Quand boire ses vins
Pas tout de suite, mais sans trop attendre, puis après avoir été patient.
Article écrit en juillet 2021 (pour donner une référence de temps).
Il est impossible de proposer des règles universelles pour tous les vins. Les lignes qui suivent s’appliquent aux très bons vins, le haut du panier, que vous avez l’habitude de boire si vous me faites confiance.
Quand boire ses vins ?
La réponse est assez simple en théorie : pas tout de suite, mais sans trop attendre, puis après avoir été patient. Je m’explique :
Pas tout de suite :
Après la mise en bouteille, le divin liquide qui se goûtait si bien en barrique au domaine semble entrer dans une phase de mutisme. La phase de mise en bouteille constitue en effet souvent un petit traumatisme pour le vin.
Il convient de lui laisser quelques semaines, voire 2 à 3 mois.
Sans trop attendre :
La plupart des bons vins, de garde, vont très bien se goûter entre 3 mois et 2 ans environ après la mise en bouteille, puis rentrer dans une phase de fermeture dans laquelle ils deviennent moins expressifs, moins aromatiques et plus tanniques.
Évidemment, vous n’aurez pas, en vin jeune, l’extase du grand vin arrivé à maturité, mais la satisfaction de mesurer le potentiel du vin sans la frustration de vous dire qu’il est beaucoup trop jeune et ne se goûte pas bien.
C’est comme avec les enfants, il y a des satisfactions à tous les âges, il faut juste adapter ses attentes.
Ainsi, nombre de beaux vins de garde 2016, mis en bouteilles en 2018 et qui se goûtaient très bien jusqu’en 2020, semblent se refermer depuis quelques mois. Je n’y touche donc plus.

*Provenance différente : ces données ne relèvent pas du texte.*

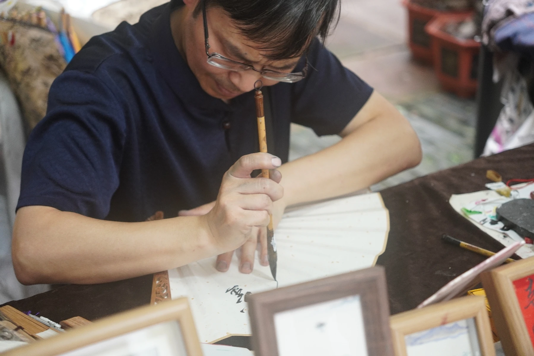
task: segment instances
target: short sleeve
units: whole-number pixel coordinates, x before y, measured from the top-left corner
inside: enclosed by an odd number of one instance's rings
[[[28,139],[17,209],[46,205],[103,219],[119,184],[124,114],[92,74],[67,70]]]
[[[293,87],[292,121],[319,136],[339,133],[367,102],[373,89],[343,67],[317,38],[308,59],[308,75]],[[303,59],[297,68],[303,64]]]

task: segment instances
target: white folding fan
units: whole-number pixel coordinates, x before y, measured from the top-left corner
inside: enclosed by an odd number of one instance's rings
[[[371,267],[386,248],[389,218],[380,194],[343,197],[286,212],[274,232],[278,286]],[[216,257],[168,271],[172,299],[187,296],[201,342],[249,335],[245,296],[277,288],[257,257],[252,273],[238,270],[235,255],[225,273]]]

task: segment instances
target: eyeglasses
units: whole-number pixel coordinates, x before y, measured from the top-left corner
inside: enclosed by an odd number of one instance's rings
[[[223,69],[228,69],[235,72],[242,72],[252,69],[262,75],[265,79],[285,82],[286,83],[295,83],[301,80],[306,76],[308,72],[308,58],[306,58],[306,64],[302,68],[302,72],[294,73],[285,73],[270,69],[258,70],[253,66],[241,62],[237,62],[221,56],[217,53],[209,53],[209,44],[208,43],[208,20],[206,15],[206,0],[202,0],[202,18],[204,20],[204,39],[206,42],[206,54],[208,55],[208,63]]]

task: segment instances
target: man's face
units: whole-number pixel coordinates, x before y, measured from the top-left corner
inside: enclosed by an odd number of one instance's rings
[[[253,89],[254,82],[258,79],[264,85],[278,83],[263,78],[254,70],[234,72],[209,64],[202,13],[193,17],[195,5],[186,2],[185,6],[173,13],[171,26],[177,46],[205,91],[215,98],[230,100]],[[181,16],[177,14],[180,11],[183,12]],[[239,33],[230,17],[220,8],[208,7],[207,14],[209,53],[218,53],[229,59],[252,65],[257,69],[290,73],[296,66],[298,58],[278,61],[266,59],[261,51],[254,48],[253,42]],[[177,36],[175,34],[177,30],[181,31]],[[181,38],[181,43],[177,37]]]

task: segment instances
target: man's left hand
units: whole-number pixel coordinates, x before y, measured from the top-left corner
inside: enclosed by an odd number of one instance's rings
[[[273,211],[273,224],[276,228],[282,218],[282,215],[286,208],[282,199],[276,201],[274,204]],[[190,210],[180,210],[178,213],[178,216],[194,216],[204,215],[209,212],[210,210],[215,205],[213,201],[208,204],[201,205],[200,207],[192,209]],[[254,267],[254,256],[258,243],[261,246],[260,252],[260,264],[262,266],[269,266],[269,260],[267,257],[267,229],[265,227],[261,228],[255,227],[256,233],[253,234],[253,238],[247,241],[240,248],[241,256],[239,262],[239,272],[242,273],[250,273]],[[237,251],[237,250],[235,250]],[[230,268],[232,257],[234,251],[231,251],[225,254],[219,255],[217,257],[215,268],[217,271],[225,272]]]

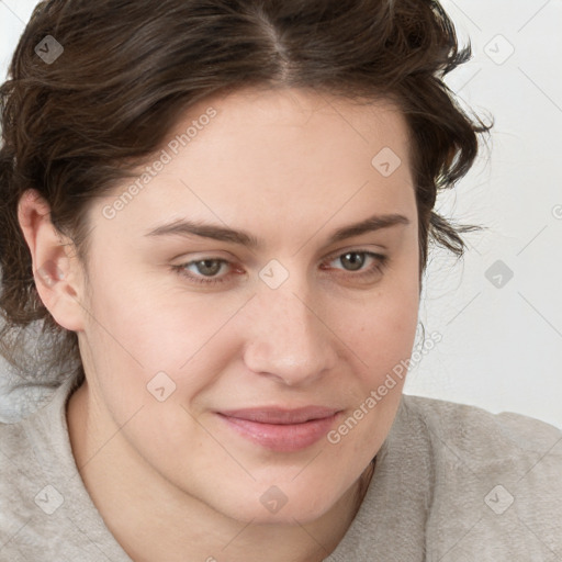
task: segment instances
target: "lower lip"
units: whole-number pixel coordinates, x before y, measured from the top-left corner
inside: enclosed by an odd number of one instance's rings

Les millésimes 2018 et 2019 de ces mêmes vins se goûtent eux encore très bien à l’été 2021.
Après avoir été patient :
La durée pendant laquelle je ne vais plus toucher à mes vins dépend du millésime et du potentiel de garde.
Pour les grands vins, au potentiel de garde d’au moins 10 ans, elle est de 5 à 10 ans. On peut s’autoriser à ouvrir une bouteille durant cette période, mais il faut accepter qu’elle soit potentiellement dans une sorte d’âge ingrat, d’adolescence.
Ainsi, je commence aujourd’hui à ressortir tranquillement les 2009, 2011 et 2012, mais je ne touche plus aux millésimes 2013 à 2017. J’ouvre une bouteille de mes achats de 2018 et 2019, pour en profiter jeunes et me faire une idée de ce que je pourrai en attendre après une garde de 10 ans.
Je modère cette règle pour des vins qui atteignent leur apogée plus rapidement, tels que les Loire et les Beaujolais, plus légers, ou encore certains vins méditerranéens.
Ainsi, un Morgon, avec une « espérance de vie » d’une dizaine d’années, commence à se goûter très bien sur les millésimes 2013, 2014, voire 2015, il faudra patienter un peu plus pour les 2016 et 2017.
Pour les bons vins de plus petite garde (5–6 ans), ce phénomène de fermeture semble ne pas exister. Ces vins progressent tranquillement jusqu’à leur apogée. Je pense en particulier à ce Montpeyroux 2015, qui a toujours été bon et qui me semble à son maximum aujourd’hui.
Enfin :
Il serait dommage d’encaver un carton de 6 bouteilles sans en goûter une jeune. De même, il serait dommage de boire tous ses Cornas ou Côte-Rôtie d’un domaine bien choisi dans les 2 ans suivant leur commercialisation.
Encore que, si vous prenez du plaisir à les boire jeunes, foncez … mais gardez en une bouteille dans un coin de votre cave.
De même garder longtemps des vins mal choisis, mal sélectionnés en pensant qu’ils seront un jour bon est une erreur… mais c’est un autre sujet, celui d’acheter les bonnes bouteilles au bon moment.